"For you it's all a game. You're always playing."
When Giovanni (Jean Sorel) is shot by a mysterious bearded man in a parking garage, he flashes back to the events that led him to his demise. Living off his trust fund, he and his Italian girlfriend Lucia (Ewa Aulin) had a free-spirited life in Morocco, alternately making love and arguing due to his intense jealousy. But when Lucia's mother, Nora (Lucia Bosé) visits, Giovanni's lustful attention turns to her, though she seems more interested in a taciturn American hippie named Eddie (Sergio Doria). As Giovanni lays dying, his memories mix with his fantasies. Did he kill Eddie in Morocco or did Nora kill him in Rome? Who is the mysterious bearded man and what does he want? Is Nora having an affair? It may already be too late to find out the answers.

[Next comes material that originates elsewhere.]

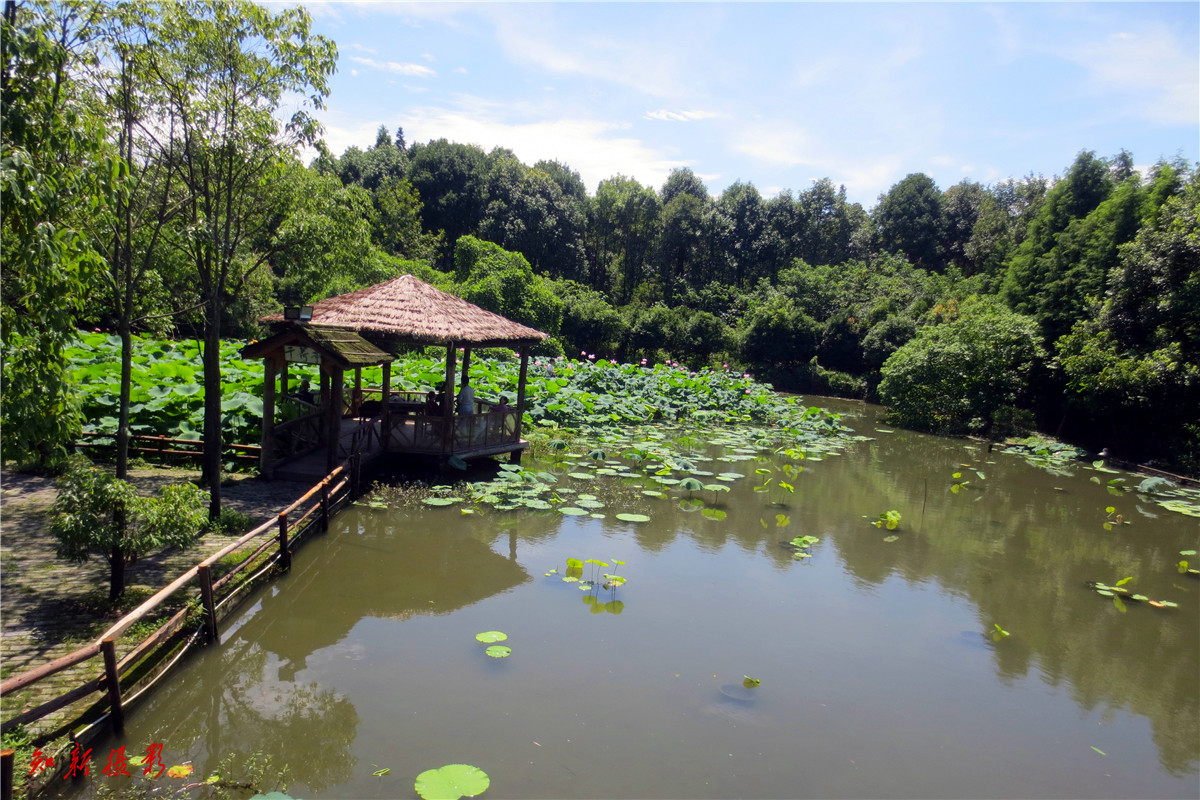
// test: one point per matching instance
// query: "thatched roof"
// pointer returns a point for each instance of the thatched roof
(412, 310)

Much like it's protagonist's life, The Double is a messy, confusing, unresolved thing. The idea of a narrative spun out from a dying man's memories comes from another, much better Jean Sorel giallo, Short Night of the Glass Dolls. But instead of focusing on an elaborate mystery, The Double is a serious, arty, and meandering examination of one man's moral contradictions and his inability to commit to a relationship, a family, a career, or home. And, likewise, his mind often diverges into fantasy, showing that he can't even commit to a single version of past events. Giovanni is a nomad in every aspect of his life. This movie wants to use the giallo format to say important things about man's existential crisis during the unraveling of social fabric in the late 20th Century but, unfortunately, it works as neither a serious drama nor as a riveting thriller. It would have worked better if they had either focused on making a contemplative Malick-esque film without the genre conventions or jettisoned the arty pretense and created a high-suspense Hitchcockian thriller. Ultimately, the movie fails by trying to cover both bases at once.
- The title The Double doesn't make any sense, but it's probably a mis-translation of the original Italian title, La Controfigura. A better translation might be The Wrong Man.

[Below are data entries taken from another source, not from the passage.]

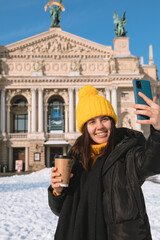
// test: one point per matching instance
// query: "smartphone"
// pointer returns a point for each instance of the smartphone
(143, 86)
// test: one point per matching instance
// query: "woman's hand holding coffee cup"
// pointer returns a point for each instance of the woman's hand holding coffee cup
(56, 180)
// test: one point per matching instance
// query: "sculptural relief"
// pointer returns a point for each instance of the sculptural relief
(18, 66)
(37, 66)
(75, 66)
(27, 66)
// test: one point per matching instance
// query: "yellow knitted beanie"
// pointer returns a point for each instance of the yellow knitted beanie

- You may remember Sergio Doria from his small role in The Iguana With the Tongue of Fire. I mostly remember him because of the awesome jacket he wore in that movie.
- IMDB.com lists Jean Sorel's character as "Giovanni" but in the movie, he's called "Frank."

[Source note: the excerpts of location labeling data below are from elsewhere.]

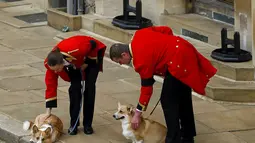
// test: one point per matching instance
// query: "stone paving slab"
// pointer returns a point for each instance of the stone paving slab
(4, 49)
(28, 43)
(13, 4)
(25, 99)
(118, 72)
(41, 94)
(44, 31)
(38, 65)
(222, 121)
(10, 128)
(15, 98)
(11, 58)
(18, 71)
(21, 83)
(224, 137)
(21, 10)
(247, 136)
(41, 52)
(60, 81)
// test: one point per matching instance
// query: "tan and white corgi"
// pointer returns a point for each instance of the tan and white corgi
(149, 131)
(44, 131)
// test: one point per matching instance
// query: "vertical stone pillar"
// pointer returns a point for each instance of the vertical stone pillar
(243, 23)
(253, 31)
(175, 6)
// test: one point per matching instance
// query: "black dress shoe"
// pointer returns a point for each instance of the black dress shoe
(74, 132)
(88, 130)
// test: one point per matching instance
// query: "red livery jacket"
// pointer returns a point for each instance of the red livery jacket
(156, 50)
(74, 49)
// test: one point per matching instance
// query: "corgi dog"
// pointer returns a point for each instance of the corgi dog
(149, 131)
(44, 131)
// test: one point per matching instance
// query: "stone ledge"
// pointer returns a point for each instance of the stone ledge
(12, 4)
(57, 19)
(11, 130)
(235, 71)
(218, 89)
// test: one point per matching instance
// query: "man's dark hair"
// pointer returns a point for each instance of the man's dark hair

- During one of their arguments, Giovanni/Frank refers to Lucia as his wife but, later on, he is surprised when Nora tells him that Lucia is eager to marry him. This could be a case of an unreliable narrator, as we see throughout the film, but I think it's probably a genuine goof.
- The phone in Lucia's Rome apartment is orange, not red. So close.
There are no fewer than two naked swimming scenes.
Early on, a group of locals crowds around the body of a dead man that has washed up on the beach. Our main characters are there and share meaningful looks. This is never addressed again in the movie. Who was he? How did he die? How does it tie in to the story? Did it really happen?
So who killed Eddie? How did he die? We get no answers.
Lucia is young, rich, thin, and Italian in the 1970's and that's a Venn diagram that leads to some adventurous high fashion. For example:
It's not a great shot, but she's wearing a flesh-colored bikini top with a matching fringed sarong.
Note the ominous yellow beach blanket.
Lucia gets funky for a night on the town in this purple velvet blouse and comically oversized hat.
In line at the breakfast buffet she's wearing that same bikini top, paired with a lace-up leather bondage collar.
And back in Rome, she goes full-on drag queen with a brunette bob wig, sheer blouse with flower appliques, and a pound of clown makeup.